The fall ’13 collection combines leather and lizard on streamlined, vintage-inspired silhouettes, and for spring ’14, Flint brought stingray into the material mix on strappy sandals, pointy-toe kitten heels and peep-toe d’Orsay pumps. The latest selection also includes flats, sandals and wedges in nappa and patent. Strategically placed folds on the shoes’ uppers hint at a love of Japanese origami.
“That was a fascination that started in college,” said Flint, who attended both Parsons The New School for Design and the Fashion Institute of Technology. “Sometimes, I don’t even start [a footwear design] by sketching. Instead, I start by sitting at my sewing machine and playing around with leather, cutting it up and folding it and seeing what happens.” Her personal sewing machine is a large industrial model that sits in her Manhattan apartment, and the designer knows how to make a shoe from start to finish — another skill she picked up in college.

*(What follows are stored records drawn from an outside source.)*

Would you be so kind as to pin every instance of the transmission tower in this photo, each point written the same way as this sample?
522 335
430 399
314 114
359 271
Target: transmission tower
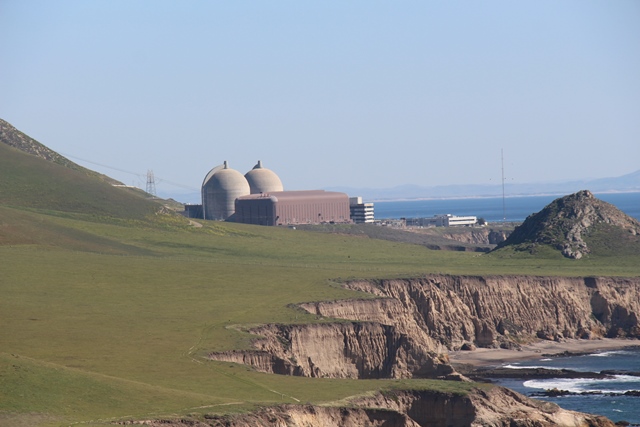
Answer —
151 183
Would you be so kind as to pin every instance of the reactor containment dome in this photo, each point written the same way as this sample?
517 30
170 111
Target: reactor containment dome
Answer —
220 188
263 180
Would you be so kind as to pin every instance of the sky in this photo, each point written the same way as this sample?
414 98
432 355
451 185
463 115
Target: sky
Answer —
363 94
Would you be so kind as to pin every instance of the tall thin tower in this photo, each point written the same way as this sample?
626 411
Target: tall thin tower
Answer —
504 209
151 183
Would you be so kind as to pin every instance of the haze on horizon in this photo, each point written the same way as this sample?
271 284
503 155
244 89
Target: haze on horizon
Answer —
328 94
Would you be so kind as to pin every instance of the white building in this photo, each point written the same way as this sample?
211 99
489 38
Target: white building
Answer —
446 220
360 212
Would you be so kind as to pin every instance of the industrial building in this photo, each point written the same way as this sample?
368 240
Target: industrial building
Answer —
446 220
223 185
361 213
258 197
293 207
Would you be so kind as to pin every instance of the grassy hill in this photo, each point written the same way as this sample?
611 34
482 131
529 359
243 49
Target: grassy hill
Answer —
109 307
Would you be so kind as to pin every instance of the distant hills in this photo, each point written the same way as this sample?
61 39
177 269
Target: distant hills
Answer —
624 183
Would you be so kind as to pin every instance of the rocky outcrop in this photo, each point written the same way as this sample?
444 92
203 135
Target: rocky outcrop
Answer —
340 350
490 406
565 223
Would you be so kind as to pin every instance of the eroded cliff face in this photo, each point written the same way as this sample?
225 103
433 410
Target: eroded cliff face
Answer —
407 331
501 310
491 406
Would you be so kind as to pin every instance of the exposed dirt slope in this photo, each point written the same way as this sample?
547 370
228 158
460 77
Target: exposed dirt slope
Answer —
495 407
14 138
407 331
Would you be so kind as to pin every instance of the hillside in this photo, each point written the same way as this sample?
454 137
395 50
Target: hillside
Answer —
35 177
12 137
577 225
112 312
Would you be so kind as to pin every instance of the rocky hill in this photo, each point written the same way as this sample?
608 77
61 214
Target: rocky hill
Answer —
577 225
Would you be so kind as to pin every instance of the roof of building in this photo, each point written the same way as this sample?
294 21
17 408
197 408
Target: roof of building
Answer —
300 196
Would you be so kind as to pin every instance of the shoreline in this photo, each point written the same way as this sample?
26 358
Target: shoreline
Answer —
485 357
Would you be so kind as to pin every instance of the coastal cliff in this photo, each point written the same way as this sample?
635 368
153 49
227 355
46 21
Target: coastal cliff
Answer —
407 331
489 406
358 350
501 311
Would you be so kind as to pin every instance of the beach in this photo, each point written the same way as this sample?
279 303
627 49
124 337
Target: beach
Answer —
498 356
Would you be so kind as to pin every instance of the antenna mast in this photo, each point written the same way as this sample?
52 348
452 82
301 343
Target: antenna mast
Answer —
151 183
504 210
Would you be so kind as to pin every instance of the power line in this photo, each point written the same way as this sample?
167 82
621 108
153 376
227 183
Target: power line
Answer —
142 176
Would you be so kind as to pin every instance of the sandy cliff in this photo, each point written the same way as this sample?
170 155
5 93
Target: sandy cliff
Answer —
340 350
407 331
490 406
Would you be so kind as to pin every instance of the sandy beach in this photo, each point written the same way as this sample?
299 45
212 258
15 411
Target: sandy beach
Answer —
492 356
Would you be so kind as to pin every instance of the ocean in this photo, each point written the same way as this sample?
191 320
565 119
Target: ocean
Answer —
516 209
616 408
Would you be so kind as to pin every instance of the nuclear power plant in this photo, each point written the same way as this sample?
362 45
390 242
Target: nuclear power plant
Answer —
258 197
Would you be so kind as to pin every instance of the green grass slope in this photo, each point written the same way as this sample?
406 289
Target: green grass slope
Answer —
109 309
28 181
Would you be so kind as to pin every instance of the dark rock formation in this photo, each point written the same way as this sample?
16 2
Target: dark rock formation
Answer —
567 223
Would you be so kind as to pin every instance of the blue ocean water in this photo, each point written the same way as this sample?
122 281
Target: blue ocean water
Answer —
516 209
616 408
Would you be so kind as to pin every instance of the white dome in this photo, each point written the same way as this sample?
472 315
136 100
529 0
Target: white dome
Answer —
220 189
263 180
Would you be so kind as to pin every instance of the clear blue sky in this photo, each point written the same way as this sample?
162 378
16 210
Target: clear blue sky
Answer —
328 93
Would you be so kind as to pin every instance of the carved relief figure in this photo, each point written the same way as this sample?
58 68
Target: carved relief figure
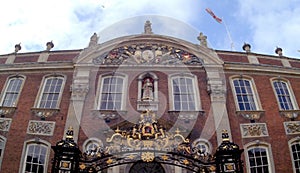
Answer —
147 90
202 38
147 28
93 40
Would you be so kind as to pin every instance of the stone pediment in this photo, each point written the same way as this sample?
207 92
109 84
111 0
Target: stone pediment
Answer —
147 53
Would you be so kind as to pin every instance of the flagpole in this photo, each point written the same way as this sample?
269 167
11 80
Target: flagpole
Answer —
228 33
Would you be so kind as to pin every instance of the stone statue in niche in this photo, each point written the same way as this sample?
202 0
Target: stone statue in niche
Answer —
93 40
203 39
147 28
147 90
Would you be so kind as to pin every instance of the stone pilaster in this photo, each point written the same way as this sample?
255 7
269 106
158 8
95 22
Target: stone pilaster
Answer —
216 87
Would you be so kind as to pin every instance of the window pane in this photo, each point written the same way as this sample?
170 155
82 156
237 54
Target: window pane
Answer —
51 92
295 147
35 158
283 95
244 94
12 92
112 93
183 94
258 159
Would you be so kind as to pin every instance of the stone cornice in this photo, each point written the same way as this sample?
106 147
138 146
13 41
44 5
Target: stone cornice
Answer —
36 66
260 68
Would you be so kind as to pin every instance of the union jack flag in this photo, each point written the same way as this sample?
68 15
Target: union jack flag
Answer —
213 15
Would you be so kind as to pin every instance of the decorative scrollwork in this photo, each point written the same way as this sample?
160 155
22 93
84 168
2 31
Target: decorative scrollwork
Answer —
147 53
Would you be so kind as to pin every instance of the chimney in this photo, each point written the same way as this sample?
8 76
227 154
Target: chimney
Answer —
17 47
278 51
247 47
49 45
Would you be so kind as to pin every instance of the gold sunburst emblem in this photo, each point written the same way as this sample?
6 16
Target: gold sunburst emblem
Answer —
147 156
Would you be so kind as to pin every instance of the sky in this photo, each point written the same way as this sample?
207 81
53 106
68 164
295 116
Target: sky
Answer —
69 24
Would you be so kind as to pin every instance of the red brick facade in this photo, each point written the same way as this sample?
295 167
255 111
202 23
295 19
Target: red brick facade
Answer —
79 70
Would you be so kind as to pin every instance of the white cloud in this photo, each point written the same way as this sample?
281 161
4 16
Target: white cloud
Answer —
70 23
273 24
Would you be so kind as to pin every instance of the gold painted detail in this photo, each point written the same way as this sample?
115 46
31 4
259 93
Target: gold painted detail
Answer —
292 127
254 130
110 161
147 156
44 112
5 124
147 141
147 53
252 115
290 114
5 111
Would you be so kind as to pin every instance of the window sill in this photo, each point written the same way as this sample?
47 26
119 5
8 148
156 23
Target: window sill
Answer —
44 112
7 111
290 114
186 116
108 115
252 115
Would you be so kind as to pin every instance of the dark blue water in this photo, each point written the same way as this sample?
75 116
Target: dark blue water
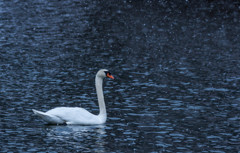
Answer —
176 64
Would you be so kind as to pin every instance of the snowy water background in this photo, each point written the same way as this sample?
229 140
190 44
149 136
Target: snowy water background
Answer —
176 64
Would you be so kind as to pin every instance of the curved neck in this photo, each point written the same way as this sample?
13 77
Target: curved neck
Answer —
101 103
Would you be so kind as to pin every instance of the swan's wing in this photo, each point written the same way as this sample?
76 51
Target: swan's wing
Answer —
74 115
52 119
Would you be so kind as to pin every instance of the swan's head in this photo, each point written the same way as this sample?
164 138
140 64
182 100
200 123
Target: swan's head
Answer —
104 73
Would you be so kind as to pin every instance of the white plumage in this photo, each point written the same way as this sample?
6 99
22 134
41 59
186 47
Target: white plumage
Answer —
77 115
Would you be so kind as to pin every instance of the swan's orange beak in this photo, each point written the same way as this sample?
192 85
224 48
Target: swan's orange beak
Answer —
110 76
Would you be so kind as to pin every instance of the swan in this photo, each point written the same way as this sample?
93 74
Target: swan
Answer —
77 115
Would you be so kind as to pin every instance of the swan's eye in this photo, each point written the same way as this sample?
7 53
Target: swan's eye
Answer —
107 72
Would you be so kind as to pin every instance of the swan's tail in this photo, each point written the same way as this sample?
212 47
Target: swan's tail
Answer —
51 119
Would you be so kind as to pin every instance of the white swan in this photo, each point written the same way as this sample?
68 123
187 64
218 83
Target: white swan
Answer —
77 115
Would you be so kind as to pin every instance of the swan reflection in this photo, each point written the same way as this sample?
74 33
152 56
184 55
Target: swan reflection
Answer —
85 138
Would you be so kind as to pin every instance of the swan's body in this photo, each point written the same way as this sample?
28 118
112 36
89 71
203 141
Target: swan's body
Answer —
77 115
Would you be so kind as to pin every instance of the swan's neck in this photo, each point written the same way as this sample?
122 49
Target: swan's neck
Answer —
101 103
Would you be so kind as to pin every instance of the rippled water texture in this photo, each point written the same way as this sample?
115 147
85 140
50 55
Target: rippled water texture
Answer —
176 64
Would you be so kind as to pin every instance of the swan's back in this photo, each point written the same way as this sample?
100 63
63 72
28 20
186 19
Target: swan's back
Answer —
75 115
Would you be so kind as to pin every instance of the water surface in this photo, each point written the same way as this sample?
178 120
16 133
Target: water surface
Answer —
176 66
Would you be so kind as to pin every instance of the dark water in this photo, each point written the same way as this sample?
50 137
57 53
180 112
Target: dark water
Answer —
176 64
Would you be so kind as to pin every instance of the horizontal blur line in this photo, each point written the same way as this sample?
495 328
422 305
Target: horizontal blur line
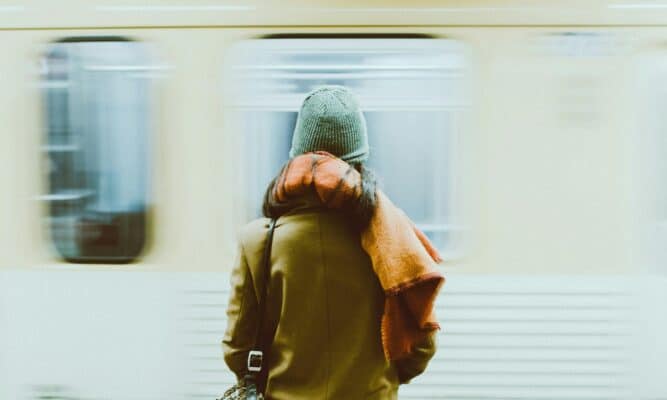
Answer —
534 385
531 373
115 68
416 9
578 293
446 347
12 8
339 67
176 8
198 291
637 6
446 307
541 320
497 360
535 307
474 293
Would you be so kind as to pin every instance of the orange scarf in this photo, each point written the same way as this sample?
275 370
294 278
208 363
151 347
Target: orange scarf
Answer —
402 256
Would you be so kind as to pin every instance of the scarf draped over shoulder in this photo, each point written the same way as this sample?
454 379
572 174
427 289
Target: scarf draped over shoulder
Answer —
403 258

Flint decided early in life to pursue footwear design. By high school, she already had a part-time job at French Lessons, a women’s boutique near Boston. That led to a summer footwear internship at Diane von Furstenberg and participation in a summer program at Parsons, all while still in her teens.

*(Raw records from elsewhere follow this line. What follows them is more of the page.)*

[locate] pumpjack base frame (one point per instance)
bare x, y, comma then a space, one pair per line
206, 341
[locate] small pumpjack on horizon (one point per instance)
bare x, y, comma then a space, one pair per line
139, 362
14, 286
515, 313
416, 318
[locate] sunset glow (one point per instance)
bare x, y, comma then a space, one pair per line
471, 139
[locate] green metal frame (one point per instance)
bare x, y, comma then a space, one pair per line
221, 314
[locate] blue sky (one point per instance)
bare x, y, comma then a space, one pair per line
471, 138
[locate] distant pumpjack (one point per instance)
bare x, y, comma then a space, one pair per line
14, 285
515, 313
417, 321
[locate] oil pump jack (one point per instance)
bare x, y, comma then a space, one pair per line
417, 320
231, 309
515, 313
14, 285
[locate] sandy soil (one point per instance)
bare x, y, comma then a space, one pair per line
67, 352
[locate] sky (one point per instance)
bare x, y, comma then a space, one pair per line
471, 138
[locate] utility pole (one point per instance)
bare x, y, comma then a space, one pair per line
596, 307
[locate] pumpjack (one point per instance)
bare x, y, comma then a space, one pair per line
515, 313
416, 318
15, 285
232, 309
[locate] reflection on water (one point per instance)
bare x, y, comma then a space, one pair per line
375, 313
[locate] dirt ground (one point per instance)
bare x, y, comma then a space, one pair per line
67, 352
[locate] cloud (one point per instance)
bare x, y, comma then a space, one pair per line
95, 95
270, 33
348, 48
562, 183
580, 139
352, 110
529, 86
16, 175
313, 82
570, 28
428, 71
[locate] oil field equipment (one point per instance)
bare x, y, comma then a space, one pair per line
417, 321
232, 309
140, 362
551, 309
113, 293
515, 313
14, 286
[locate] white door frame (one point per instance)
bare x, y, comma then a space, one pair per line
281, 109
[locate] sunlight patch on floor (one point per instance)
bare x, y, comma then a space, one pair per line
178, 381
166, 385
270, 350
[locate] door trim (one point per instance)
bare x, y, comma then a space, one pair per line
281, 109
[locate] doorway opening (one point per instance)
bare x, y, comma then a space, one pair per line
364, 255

After graduation, she studied for a year at Parsons while simultaneously working as a buyer for French Lessons. She transferred to F.I.T., where she earned her undergraduate degree while interning in footwear and accessories at Proenza Schouler. After that, Flint studied pattern-making and prototyping at Ars Sutoria.

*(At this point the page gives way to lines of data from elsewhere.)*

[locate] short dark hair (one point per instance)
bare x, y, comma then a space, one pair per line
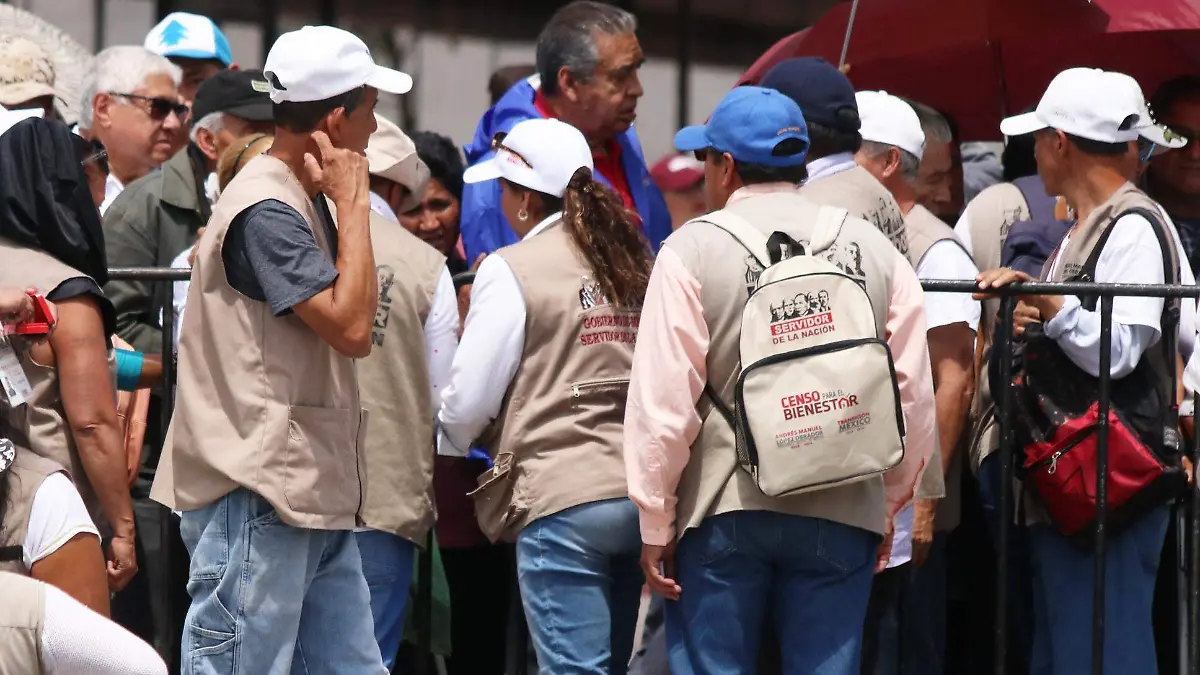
568, 40
443, 159
1098, 148
825, 141
304, 117
1173, 91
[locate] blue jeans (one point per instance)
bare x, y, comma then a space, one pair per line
581, 586
273, 599
1062, 599
815, 574
388, 568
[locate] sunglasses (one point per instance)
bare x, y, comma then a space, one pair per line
159, 107
498, 144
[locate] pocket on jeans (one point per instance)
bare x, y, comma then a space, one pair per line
321, 475
720, 539
213, 629
845, 548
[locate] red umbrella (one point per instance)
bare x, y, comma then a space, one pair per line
981, 60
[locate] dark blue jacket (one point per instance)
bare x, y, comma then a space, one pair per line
484, 227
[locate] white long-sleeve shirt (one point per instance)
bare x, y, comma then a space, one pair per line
489, 353
1131, 256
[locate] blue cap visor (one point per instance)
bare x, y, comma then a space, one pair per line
691, 138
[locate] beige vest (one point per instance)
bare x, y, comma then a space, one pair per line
394, 382
21, 625
41, 424
861, 193
263, 402
712, 483
557, 442
24, 477
990, 216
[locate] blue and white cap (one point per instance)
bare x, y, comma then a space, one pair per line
189, 36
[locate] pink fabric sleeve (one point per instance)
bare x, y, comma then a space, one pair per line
910, 351
661, 420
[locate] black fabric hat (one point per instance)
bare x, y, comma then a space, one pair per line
241, 94
823, 94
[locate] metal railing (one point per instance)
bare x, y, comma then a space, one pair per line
1189, 620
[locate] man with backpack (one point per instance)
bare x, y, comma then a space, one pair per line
893, 145
793, 511
1083, 135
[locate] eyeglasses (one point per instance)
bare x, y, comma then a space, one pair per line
99, 156
498, 144
160, 107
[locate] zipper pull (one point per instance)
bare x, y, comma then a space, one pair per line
1054, 463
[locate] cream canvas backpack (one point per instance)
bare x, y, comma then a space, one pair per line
816, 404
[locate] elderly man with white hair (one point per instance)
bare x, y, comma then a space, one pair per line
893, 147
157, 217
131, 105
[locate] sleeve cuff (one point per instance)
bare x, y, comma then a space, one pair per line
1066, 320
657, 531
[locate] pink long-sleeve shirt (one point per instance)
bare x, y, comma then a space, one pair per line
670, 371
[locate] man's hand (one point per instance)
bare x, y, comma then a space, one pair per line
658, 565
923, 530
16, 306
885, 551
341, 174
191, 256
123, 562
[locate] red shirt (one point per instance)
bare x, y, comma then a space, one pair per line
606, 165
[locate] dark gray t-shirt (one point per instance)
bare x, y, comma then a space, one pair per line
271, 256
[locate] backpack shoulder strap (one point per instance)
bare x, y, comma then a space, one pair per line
747, 234
829, 220
1035, 192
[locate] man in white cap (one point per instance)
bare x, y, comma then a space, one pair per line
1083, 133
263, 455
893, 148
413, 344
196, 45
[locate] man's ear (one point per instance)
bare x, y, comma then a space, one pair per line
102, 106
568, 84
207, 142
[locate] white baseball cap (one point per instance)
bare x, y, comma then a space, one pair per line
1096, 105
889, 120
539, 154
393, 155
189, 36
322, 61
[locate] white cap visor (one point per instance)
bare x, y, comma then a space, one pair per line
1020, 125
508, 166
390, 81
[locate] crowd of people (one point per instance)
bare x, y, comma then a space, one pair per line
695, 416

Siccardi, who now works part-time on the shoe label in addition to his duties at Ars Sutoria, said he spotted Flint’s potential immediately. “What is special about Sarah Flint as a designer is that she fell in love with a certain style that was reminiscent of the 1940s, when details were so accurate, and designers were shoe experts first, as opposed to trend experts,” said Siccardi, whose background includes pattern-making for Manolo Blahnik. “Sarah came to Ars Sutoria for this purpose exactly, and I was so happy to have a student arrive with this concept. I knew at once that we could work together [on] shoes that are attractive and feminine without being loud and excessive.”
Flint said her target customer is someone who wants timeless and exciting footwear. “She’s the woman who is looking for taste over trend,” the designer said, adding that she worked as a nanny on Manhattan’s Upper East Side for a year while building her business, doing unofficial market research by speaking with moms in the Nightingale-Bamford prep school pickup line. “She buys into what she thinks is beautiful, what she thinks is fresh — and she wants quality.”
Flint launched an e-commerce site earlier this month and plans to expand the label eventually to include accessories. The longer-term goal is to return to her roots as a retailer and bow a Sarah Flint boutique in New York. “That’s a big part of why I wanted to do this in the first place — to interact with customers,” she said. “I love talking to people.”
Hometown: Lincoln, Mass.
First style icon: “My grandma. When I was growing up, she lived in Paris and I would spend a lot of time there with her. She is an unbelievable painter and sculptor, and she is so chic.”
Most inspiring era: The 1940s. “It goes back to the movies I used to watch growing up, like ‘White Christmas’ and ‘Dancing Shoes’ with Ginger Rogers and Fred Astaire. I loved the gowns, the shoes, the whole look.”
Brand ambassador wish list: “Kate Middleton’s style resonates with the collection and my personal style.”
Travel tales: “I recently went to South Africa, and I shared highlights from the trip on social media. We went gorilla trekking in Rwanda. You’ll see African-inspired prints and textures in [my collection for] fall ’14.”